Türk
ve Yunan yazarlar vardır. Kimi ünlüdür, kimi de ünlü olmaya çalışır. Ama bir de hem Yunanca hem de Türkçe roman yazma kabiliyetinin yanı sıra ünlü de olan nadir yazarlar vardır. Bunlardan biri de Petros Markaris'tir. 1937 İstanbul doğumlu yazar, Avusturya Lisesi mezunu, Avusturya'da yüksel tahsil gördükten sonra ekonomistliği bırakıp, yazarlığa başlayan kendine has romancılardan biri... Almanya, Atina ve İstanbul arasında yaşamını sürdüren Markaris, içindeki delikanlılık ruhuyla yazdığı polisiye romanlarıyla ilk önce Almanya'da ünlü oldu.
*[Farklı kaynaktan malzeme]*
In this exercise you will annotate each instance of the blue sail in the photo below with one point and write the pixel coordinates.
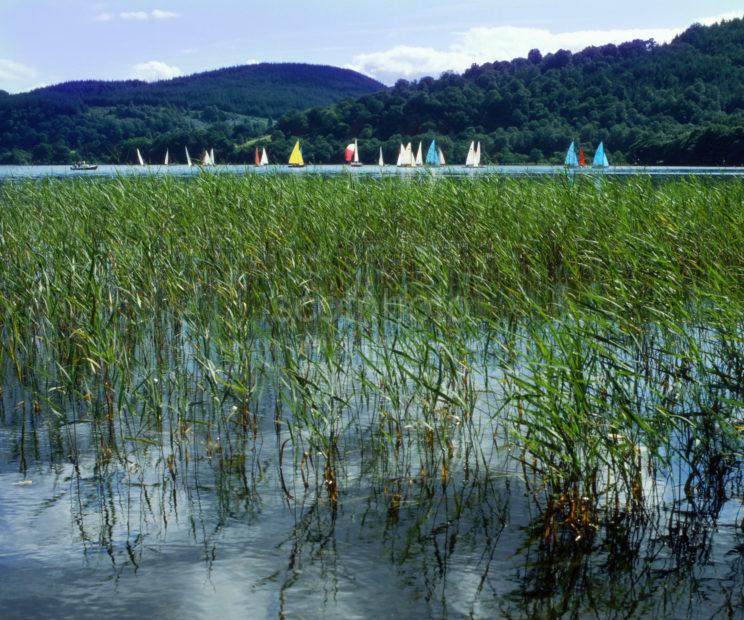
(600, 158)
(571, 159)
(432, 158)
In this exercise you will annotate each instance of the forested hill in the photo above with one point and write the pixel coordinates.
(679, 103)
(223, 109)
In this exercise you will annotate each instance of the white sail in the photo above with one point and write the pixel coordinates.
(470, 160)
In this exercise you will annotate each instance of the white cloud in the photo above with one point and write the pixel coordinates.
(158, 14)
(153, 71)
(11, 71)
(709, 21)
(134, 15)
(487, 44)
(141, 16)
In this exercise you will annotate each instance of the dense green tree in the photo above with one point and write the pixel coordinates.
(678, 103)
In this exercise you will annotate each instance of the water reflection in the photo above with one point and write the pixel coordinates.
(399, 504)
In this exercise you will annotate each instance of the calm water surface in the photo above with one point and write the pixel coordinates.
(201, 517)
(34, 172)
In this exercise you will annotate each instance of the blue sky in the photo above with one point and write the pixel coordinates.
(48, 41)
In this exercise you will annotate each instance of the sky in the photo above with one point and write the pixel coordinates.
(49, 41)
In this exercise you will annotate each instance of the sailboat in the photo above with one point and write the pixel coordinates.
(440, 155)
(351, 155)
(600, 158)
(295, 159)
(419, 157)
(571, 159)
(473, 158)
(432, 156)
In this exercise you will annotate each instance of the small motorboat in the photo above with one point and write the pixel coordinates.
(83, 165)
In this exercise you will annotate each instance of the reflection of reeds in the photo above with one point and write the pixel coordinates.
(416, 335)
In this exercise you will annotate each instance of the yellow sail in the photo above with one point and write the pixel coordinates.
(295, 159)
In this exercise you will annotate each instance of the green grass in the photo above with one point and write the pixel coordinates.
(592, 330)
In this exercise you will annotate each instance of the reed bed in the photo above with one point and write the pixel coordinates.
(584, 335)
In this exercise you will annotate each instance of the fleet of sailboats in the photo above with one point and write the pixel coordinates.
(575, 158)
(419, 157)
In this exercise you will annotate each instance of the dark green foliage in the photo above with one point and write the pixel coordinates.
(107, 121)
(681, 103)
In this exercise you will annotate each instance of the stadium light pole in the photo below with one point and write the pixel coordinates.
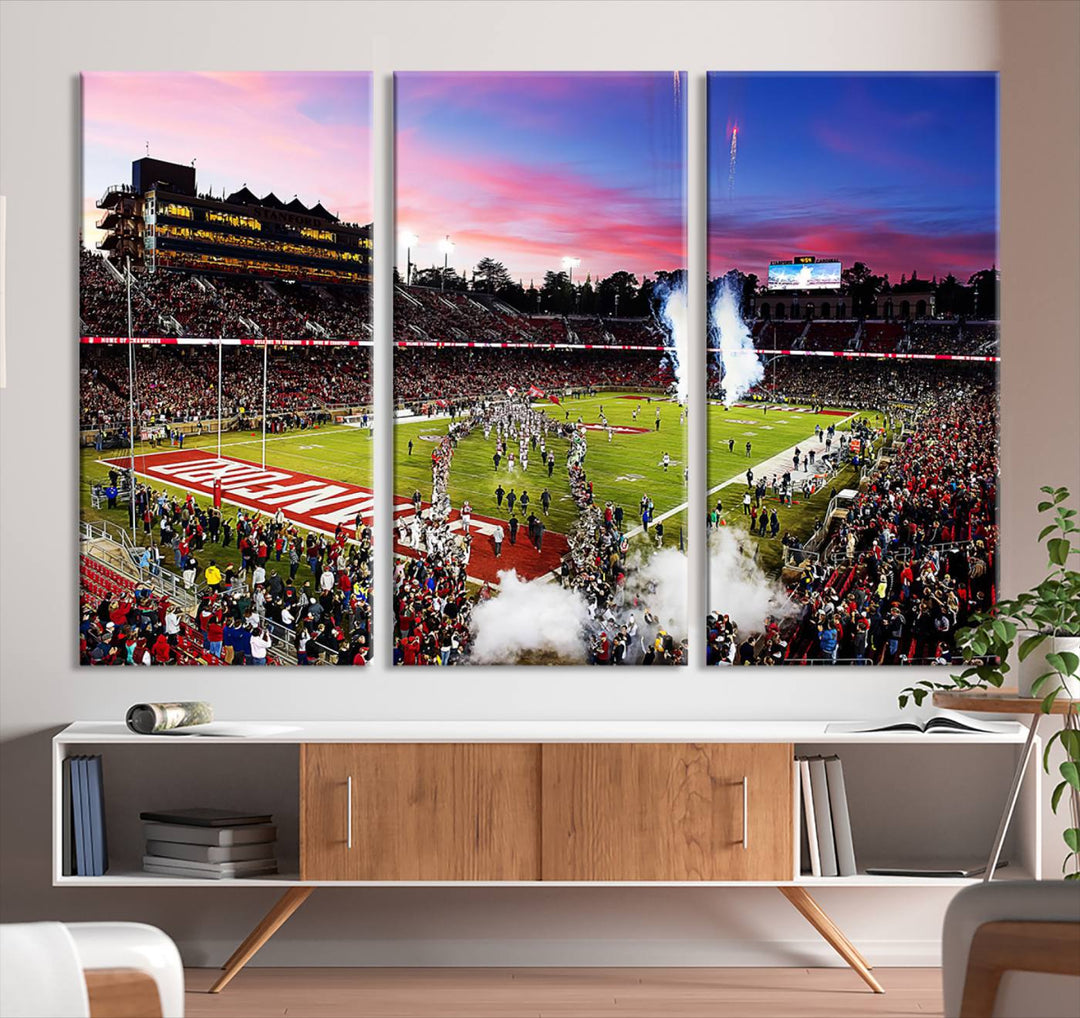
(220, 347)
(407, 240)
(569, 263)
(131, 402)
(446, 246)
(266, 348)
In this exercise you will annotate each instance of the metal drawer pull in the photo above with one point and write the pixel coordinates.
(745, 811)
(348, 815)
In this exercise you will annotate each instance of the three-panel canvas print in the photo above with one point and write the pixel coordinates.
(543, 372)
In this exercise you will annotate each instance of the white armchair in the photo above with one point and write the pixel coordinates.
(1012, 950)
(89, 971)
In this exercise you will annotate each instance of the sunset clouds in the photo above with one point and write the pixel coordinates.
(528, 168)
(302, 134)
(896, 171)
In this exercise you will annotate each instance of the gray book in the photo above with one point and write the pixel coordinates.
(163, 868)
(172, 850)
(67, 860)
(823, 817)
(245, 866)
(250, 833)
(841, 817)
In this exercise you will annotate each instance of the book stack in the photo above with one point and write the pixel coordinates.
(827, 847)
(211, 844)
(85, 847)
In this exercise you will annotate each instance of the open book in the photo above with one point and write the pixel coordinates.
(930, 722)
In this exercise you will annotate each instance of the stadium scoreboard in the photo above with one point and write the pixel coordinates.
(805, 272)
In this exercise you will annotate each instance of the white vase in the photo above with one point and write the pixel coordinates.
(1028, 670)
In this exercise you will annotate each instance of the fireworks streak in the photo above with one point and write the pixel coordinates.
(731, 162)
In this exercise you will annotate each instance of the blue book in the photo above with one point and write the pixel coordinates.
(98, 862)
(80, 800)
(67, 867)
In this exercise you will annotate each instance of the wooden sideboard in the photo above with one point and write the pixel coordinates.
(528, 804)
(565, 812)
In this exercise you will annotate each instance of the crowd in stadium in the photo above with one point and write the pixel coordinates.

Ghoete'nin
Faust gibi son derece zor yorumlanabilecek bir yapıtını sırf kendi zevki için çevirme cesaretini göstermekle Alman ve Yunan yazarların da takdirini topladı.
KAHRAMANI MAÇO DEDEKTİF
Markaris, Almanya'da birçok ödül aldıktan sonra Yunanistan'da da tanındı, son yıllarda da Türkiye'de kitaplarıyla adından söz ettiriyor. Yazarın Türkçeye çevrilen son kitabı da
Sonsuzluk ve Bir Günlük oldu. Markaris'in polisiye romanları, aslında Yunan siyasetindeki ve toplumundaki çarpıklıkları mizahi bir dille kaleme almasıyla popüler oldu. Romanlarındaki vazgeçilmez kahramanı 'maço' dedektif Haritos'u bile, bir kitabında, İstanbul'a kadar göndermesini ve orada Türk meslektaşıyla işbirliği yaptırmasını bilen Markaris'in bir özelliği de romanlarının içine yemek tariflerine yer vermesi... Ünlü yazar romanlarında 1973'teki Yunan öğrenci ayaklanmasını, medya-iktidar ilişkilerini, ekonomik krizin getirdiği gariplikleri, yolsuzlukları bir cinayet olayıyla birleştirmesinin yanı sıra İstanbul'un zengin mutfağının yemek ve meze çeşitlerini tarif etmekten de zevk alıyor. Hadi bu yemek çeşitleri Yunanistan'da, Türkiye'de bilinir de Almanca, İspanyolca, İtalyanca ve Fransızcaya çevrilen romanlarında da yer alması, başlı başına bir 'İstanbul mutfağı' reklamı da olmuyor mu? Ama Markaris, bunu hayata geçirmesini de biliyor. Geçtiğimiz hafta, Markaris'in kitaplarını yayımlayan Gabrielides Yayınevi'nin 'poem and crime' (şiir ve cinayet) köşesinde, 'polisiye ve mutfak' adı altında düzenlenen özel gecede, ünlü yazar İstanbul'da öğrendiği ve her kitabında söz ettiği yemeklerden bir bölümünü hayranlarıyla paylaştı.
SOFRADA DOLMADA VARDI
Markaris'in tarifleriyle hazırlanan tabaklarda, mücver, biber ve domates dolma, baharatlı muska böreği, ayran, tahin helvası, şerbetli ceviz tatlısı ikram edildi. Böylece yalnız Yunan değil geceye katılan yabancı okurları da kitaplarında okudukları yemekleri ilk elden tatma fırsatı buldu. Markaris son yerel seçimlerde,
Z romanının ünlü Yunan yazarı Vassilis Vassilikos ile birlikte Atina Belediye Başkanlığı meclis üyeliğine de seçildi. Aldığı bunca ödülün yanı sıra geçen yıl talihsiz bir trafik kazasında yaşamını yitiren ünlü Yunan yönetmen Theo Angelopoulos'un üç filminin de senaristi olduğu halde mütevazılığını hiç kaybetmeyen Markaris'le mutfak ve yazarlık üzerine sohbet etmenin tadını çıkardım.